NA Having effective and safe therapy is the ultimate goal. I think that identifying patients with compensated NASH cirrhosis is key. Many of these patients are undiagnosed, so it is important to find patients who are qualified for these trials, design proper trials that will show either histologic or endoscopic benefit, and ideally design large trials that will follow patients for a long period of time and show improvement in major adverse liver outcomes, overall mortality, and major adverse cardiac events. Small steps sometimes lead to large accomplishments, and focusing initially on noninvasive tests and histologic improvement may be helpful. As we progress in these programs, it is important to use outcomes as the endpoint and make sure that patients are followed for a long period of time to be able to see enough of these outcomes to establish if a drug has beneficial effects over placebo.
Once patients with NASH cirrhosis are identified, they should be considered for clinical trials. In the near future, I would like to see trial design based on noninvasive tests such as MR elastography because such tests can indicate if a patient has cirrhosis or not without needing an invasive procedure such as biopsy. Investigators could assess response noninvasively and attempt to correlate it with outcomes. I think this would increase the number of patients enrolled in studies, avoid complications related to liver biopsy, and expedite drug development for this highly susceptible patient population with the highest unmet need for treatment.
Disclosures
Dr Alkhouri has served as an advisory board/review panel member for 89bio, Echosens, Enyo, Gilead, Intercept, LG Chem, Perspectum, Pfizer, and Zydus; has received grant/research support from 89bio, Akero, Allergan, Bristol Myers Squibb, Corcept, Galectin, Genentech, Gilead, Hepagene, Intercept, Madrigal, NGM Biopharmaceuticals, Novo Nordisk, Pfizer, Poxel, Viking, and Zydus; and has been a speaker for AbbVie, Alexion, Echosens, Gilead, and Intercept.
Suggested Reading
Alkhouri N, Tincopa M, Loomba R, Harrison SA. What does the future hold for patients with nonalcoholic steatohepatitis: diagnostic strategies and treatment options in 2021 and beyond? Hepatol Commun. 2021;5(11):1810-1823.
Chalasani N, Abdelmalek MF, Garcia-Tsao G, et al; Belapectin (GR-MD-02) Study Investigators. Effects of belapectin, an inhibitor of galectin-3, in patients with nonalcoholic steatohepatitis with cirrhosis and portal hypertension. Gastroenterology. 2020;158(5):1334-1345.e5.

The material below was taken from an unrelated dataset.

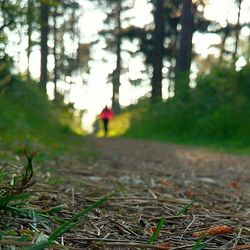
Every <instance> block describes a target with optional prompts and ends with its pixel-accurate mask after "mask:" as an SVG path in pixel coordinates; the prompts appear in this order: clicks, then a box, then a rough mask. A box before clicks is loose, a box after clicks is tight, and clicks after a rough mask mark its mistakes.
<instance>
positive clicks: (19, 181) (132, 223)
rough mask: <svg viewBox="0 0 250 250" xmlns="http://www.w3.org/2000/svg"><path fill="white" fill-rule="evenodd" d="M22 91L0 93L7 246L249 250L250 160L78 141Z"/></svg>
mask: <svg viewBox="0 0 250 250" xmlns="http://www.w3.org/2000/svg"><path fill="white" fill-rule="evenodd" d="M12 87H13V88H16V87H15V86H12ZM27 93H28V92H25V93H19V94H18V91H16V92H15V91H11V92H9V93H8V95H9V97H13V96H15V98H14V99H15V100H16V101H17V100H19V101H20V99H18V95H21V97H22V98H21V100H25V101H24V104H22V105H18V104H15V103H13V102H11V101H10V100H8V98H7V94H6V93H5V95H4V96H3V98H1V105H3V106H4V107H7V106H6V105H7V104H8V105H9V106H8V107H9V108H11V107H12V108H11V109H9V115H10V116H9V115H8V114H7V112H5V111H3V109H2V110H1V114H2V117H4V119H3V121H2V123H1V124H2V125H1V164H0V169H1V174H0V182H1V185H0V191H1V192H0V211H1V214H0V245H1V247H2V248H3V249H33V250H37V249H46V248H47V249H72V250H73V249H168V250H169V249H193V250H198V249H238V250H239V249H250V221H249V205H250V196H249V183H250V179H249V176H250V173H249V172H250V169H249V165H250V158H249V157H244V156H236V155H229V154H219V153H212V152H209V151H206V150H201V149H195V148H188V147H181V146H176V145H168V144H165V143H156V142H149V141H143V140H127V139H121V138H99V139H97V138H91V137H89V138H85V139H84V140H83V138H82V137H78V136H75V135H73V134H72V133H71V132H70V129H69V128H68V127H65V125H64V126H62V125H60V123H59V122H58V117H60V116H57V115H56V112H55V113H52V116H50V115H49V112H48V110H51V106H50V107H49V108H48V109H47V111H46V110H44V111H42V107H46V105H50V104H49V103H47V104H45V105H44V101H43V99H41V102H42V103H43V104H42V107H40V106H39V104H37V106H35V105H36V102H39V99H36V98H35V100H34V102H32V99H31V98H28V99H27V97H24V96H25V94H27ZM32 93H33V92H32ZM1 97H2V96H1ZM3 106H2V107H3ZM13 107H15V109H13ZM21 107H22V108H21ZM47 107H48V106H47ZM37 109H38V110H40V111H41V112H39V115H40V116H41V117H36V114H38V113H37V112H35V110H37ZM23 110H28V111H29V112H27V113H25V112H24V113H23ZM54 111H55V110H54ZM33 112H34V113H33ZM43 114H45V115H44V116H42V115H43ZM57 114H58V113H57ZM30 116H32V117H33V118H34V119H33V118H32V119H31V118H30ZM42 117H43V118H42ZM52 117H56V118H55V120H53V118H52ZM45 119H46V122H44V121H45ZM16 124H21V125H18V126H16ZM58 128H59V129H58ZM12 130H13V131H12ZM12 132H13V133H12ZM40 132H41V133H40ZM32 143H33V144H32ZM27 145H29V147H27ZM37 149H39V150H38V151H39V152H38V151H37ZM41 154H42V156H41ZM39 157H40V158H39Z"/></svg>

Kabbany MN, Conjeevaram Selvakumar PK, Watt K, et al. Prevalence of nonalcoholic steatohepatitis-associated cirrhosis in the United States: an analysis of National Health and Nutrition Examination Survey data. Am J Gastroenterol. 2017;112(4):581-587.
Loomba R, Noureddin M, Kowdley KV, et al; ATLAS Investigators. Combination therapies including cilofexor and firsocostat for bridging fibrosis and cirrhosis attributable to NASH. Hepatology. 2021;73(2):625-643.
Vuppalanchi R, Noureddin M, Alkhouri N, Sanyal AJ. Therapeutic pipeline in nonalcoholic steatohepatitis. Nat Rev Gastroenterol Hepatol. 2021;18(6):373-392.